Best Subscription Tracker for Android in 2026 (5 Apps Compared)
The Subgrove Team · · 3 min read
Android users get a raw deal in the subscription-tracker world. Several of the most-recommended apps — Bobby and Copilot Money among them — are iOS-only, so half the "best tracker" lists you'll find don't apply to you. The good news: the options that do run on Android are strong, and some of them beat their iOS-only rivals. Here's the best subscription tracker for Android in 2026, compared honestly.
What to look for on Android
Google Play's own Payments & subscriptions screen, like Apple's, only shows subscriptions billed through Google Play. Anything billed directly to your card — most streaming, utilities, gym memberships — won't appear. So a dedicated tracker needs to let you add any charge, remind you before renewals, and ideally sync across your devices.
1. Subgrove — best all-round Android tracker
Subgrove runs on Android as a PWA that installs to your home screen and behaves like a native app — with the bonus that the same login also works on iPhone and desktop. Renewal push notifications work straight out of the box on Android (no iOS-style home-screen requirement), and you get a list and calendar view, true monthly cost across weekly/monthly/yearly/custom cycles, and offline access.
It's manual and private — no bank linking, no ads, no data selling. Free for up to five subscriptions; Pro is $1.99/month, $10/year, or $15 once for lifetime. For most Android users who want reliable reminders without handing over bank credentials, it's the best fit.
2. Subby — best Android-only minimalist
Subby is a clean, freemium manual tracker built specifically for Android. Free for a basic number of subscriptions with a small premium unlock. No bank linking, pleasant design. Its limit is that it's Android-only with no web or iOS version, so your data stays on that one platform — fine if you never switch devices.
3. Rocket Money — best automatic detection on Android
Rocket Money is a full native Android app that links your bank and detects recurring charges automatically. Free basic tier; Premium is $7–14/month with cancellation and bill negotiation. US-focused and requires bank credentials, but if you'd rather not enter subscriptions by hand, it's the strongest auto-detection option available on Android.

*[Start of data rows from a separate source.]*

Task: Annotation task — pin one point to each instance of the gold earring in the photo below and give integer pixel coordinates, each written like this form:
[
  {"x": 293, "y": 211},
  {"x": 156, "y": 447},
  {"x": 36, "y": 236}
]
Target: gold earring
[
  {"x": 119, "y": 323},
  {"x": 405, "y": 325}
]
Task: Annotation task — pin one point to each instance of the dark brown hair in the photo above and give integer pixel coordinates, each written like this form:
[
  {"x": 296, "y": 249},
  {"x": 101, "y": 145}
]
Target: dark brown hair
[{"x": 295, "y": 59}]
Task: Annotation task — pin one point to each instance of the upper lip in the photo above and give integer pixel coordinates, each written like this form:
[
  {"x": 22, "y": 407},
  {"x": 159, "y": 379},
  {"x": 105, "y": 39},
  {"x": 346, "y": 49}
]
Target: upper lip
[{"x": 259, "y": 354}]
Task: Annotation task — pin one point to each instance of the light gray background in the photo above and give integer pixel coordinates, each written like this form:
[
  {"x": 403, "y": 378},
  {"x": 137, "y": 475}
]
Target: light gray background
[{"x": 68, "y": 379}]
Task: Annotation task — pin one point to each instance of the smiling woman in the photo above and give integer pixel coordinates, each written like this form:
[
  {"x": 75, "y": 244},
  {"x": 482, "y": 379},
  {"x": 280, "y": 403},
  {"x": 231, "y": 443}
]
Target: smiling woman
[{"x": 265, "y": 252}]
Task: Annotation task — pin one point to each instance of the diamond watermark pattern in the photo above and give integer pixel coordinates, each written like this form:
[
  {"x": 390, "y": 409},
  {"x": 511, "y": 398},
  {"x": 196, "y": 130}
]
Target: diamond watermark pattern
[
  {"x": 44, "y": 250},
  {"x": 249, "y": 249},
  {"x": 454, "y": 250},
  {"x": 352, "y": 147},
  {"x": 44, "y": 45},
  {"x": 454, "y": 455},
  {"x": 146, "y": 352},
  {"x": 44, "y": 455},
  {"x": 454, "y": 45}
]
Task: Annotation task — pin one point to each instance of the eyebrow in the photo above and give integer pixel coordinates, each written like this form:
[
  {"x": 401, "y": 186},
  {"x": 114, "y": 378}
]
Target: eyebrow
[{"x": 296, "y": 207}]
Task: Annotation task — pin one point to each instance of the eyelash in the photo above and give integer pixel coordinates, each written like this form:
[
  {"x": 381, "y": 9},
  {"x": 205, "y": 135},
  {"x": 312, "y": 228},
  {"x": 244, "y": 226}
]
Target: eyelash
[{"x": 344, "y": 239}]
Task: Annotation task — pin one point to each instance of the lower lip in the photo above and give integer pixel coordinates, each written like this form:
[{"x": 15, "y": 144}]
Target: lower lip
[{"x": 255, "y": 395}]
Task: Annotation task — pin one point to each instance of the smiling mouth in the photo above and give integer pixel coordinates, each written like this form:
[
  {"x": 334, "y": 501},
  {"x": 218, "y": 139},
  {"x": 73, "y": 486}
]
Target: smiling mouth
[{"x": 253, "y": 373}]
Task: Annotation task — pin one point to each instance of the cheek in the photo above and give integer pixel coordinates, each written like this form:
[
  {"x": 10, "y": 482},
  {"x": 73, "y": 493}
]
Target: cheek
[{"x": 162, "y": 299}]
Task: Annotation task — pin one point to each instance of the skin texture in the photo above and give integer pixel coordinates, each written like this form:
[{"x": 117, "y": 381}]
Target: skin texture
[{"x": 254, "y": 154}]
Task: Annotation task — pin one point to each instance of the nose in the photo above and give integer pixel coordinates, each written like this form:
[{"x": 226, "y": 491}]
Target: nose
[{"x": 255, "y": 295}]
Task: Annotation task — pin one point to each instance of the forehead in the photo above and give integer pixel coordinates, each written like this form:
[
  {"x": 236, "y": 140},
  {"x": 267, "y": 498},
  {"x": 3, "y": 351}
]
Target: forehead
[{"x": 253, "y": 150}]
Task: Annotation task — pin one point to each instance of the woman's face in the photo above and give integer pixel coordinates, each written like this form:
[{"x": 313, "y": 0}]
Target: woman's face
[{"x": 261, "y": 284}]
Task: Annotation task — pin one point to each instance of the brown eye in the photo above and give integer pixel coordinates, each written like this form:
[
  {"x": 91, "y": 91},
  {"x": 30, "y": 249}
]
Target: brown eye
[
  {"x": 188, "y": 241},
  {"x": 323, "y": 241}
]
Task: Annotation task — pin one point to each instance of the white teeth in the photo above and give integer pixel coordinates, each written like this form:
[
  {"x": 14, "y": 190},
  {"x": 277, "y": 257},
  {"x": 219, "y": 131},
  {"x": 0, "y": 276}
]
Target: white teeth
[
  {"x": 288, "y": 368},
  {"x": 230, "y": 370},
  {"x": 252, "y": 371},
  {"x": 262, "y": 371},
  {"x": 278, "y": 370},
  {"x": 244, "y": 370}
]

4. Monarch Money — best if you want full budgeting too
If subscription tracking is just one thing you want and you're after a complete budgeting app, Monarch works across Android, iOS, and web. Around $14.99/month or $99.99/year, bank-linked. Heavier and pricier than a focused tracker, but it does far more.

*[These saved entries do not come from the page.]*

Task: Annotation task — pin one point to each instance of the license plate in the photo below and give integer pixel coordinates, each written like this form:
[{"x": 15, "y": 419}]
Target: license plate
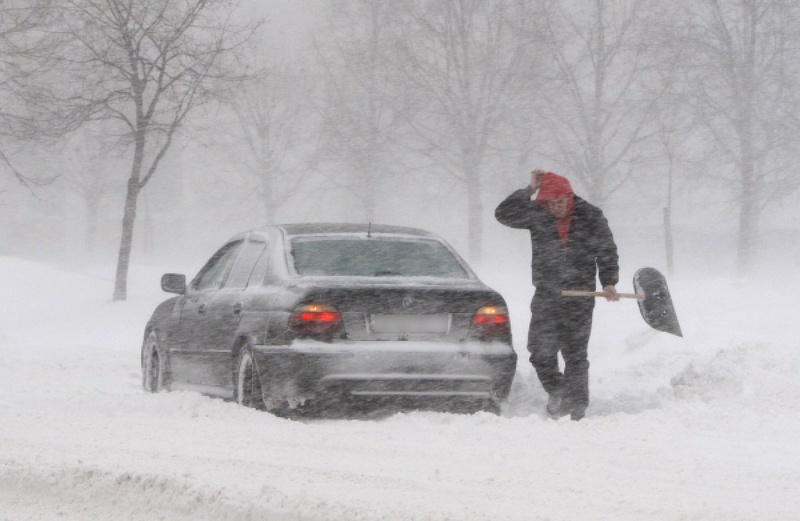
[{"x": 435, "y": 323}]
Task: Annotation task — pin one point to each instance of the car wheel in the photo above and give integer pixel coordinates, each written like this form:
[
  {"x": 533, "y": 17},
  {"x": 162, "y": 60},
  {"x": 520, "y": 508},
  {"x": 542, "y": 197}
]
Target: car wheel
[
  {"x": 153, "y": 366},
  {"x": 248, "y": 384}
]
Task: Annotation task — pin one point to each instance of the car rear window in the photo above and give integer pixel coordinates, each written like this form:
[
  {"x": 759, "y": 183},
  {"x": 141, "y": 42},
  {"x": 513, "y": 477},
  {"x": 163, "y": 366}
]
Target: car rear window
[{"x": 374, "y": 257}]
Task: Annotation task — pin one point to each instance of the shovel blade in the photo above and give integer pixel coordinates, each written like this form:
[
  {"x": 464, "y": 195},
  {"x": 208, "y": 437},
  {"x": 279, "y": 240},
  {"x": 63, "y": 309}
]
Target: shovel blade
[{"x": 656, "y": 307}]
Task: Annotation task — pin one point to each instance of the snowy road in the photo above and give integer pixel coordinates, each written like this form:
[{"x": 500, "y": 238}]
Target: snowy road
[{"x": 704, "y": 427}]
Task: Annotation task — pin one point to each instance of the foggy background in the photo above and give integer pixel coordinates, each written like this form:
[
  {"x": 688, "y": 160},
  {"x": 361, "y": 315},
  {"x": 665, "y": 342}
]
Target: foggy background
[{"x": 428, "y": 114}]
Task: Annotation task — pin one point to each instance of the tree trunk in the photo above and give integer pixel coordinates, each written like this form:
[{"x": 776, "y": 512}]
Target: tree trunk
[
  {"x": 748, "y": 221},
  {"x": 126, "y": 242},
  {"x": 474, "y": 215},
  {"x": 92, "y": 212}
]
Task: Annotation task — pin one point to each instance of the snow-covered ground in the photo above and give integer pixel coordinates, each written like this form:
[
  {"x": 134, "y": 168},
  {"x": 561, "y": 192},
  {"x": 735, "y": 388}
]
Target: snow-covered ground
[{"x": 700, "y": 428}]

5. A spreadsheet — the free, portable fallback
Google Sheets on Android syncs everywhere and costs nothing. No reminders and manual date math are the trade-offs. Workable for a small list — see our spreadsheet template guide.
Quick comparison
| App | Reminders | Cross-device | Bank linking | Price |
|---|---|---|---|---|
| Subgrove | Yes | Yes (iOS + desktop) | No | Free / $15 lifetime |
| Subby | Yes | No | No | Free / small unlock |
| Rocket Money | Yes | Yes | Yes | Free / $7–14/mo |
| Monarch | Yes | Yes | Yes | ~$100/yr |
| Spreadsheet | No | Yes | No | Free |
The verdict for Android
Most Android users should start with Subgrove — reminders that work natively, cross-device sync, no bank login, and a free tier that covers five subscriptions. Choose Subby if you want a native Android-only app and never leave the platform. Choose Rocket Money if automatic detection outweighs the privacy trade-off, or Monarch if you want full budgeting alongside subscription tracking. If you also use an iPhone, our best subscription tracker for iPhone guide covers that side — and Subgrove bridges both.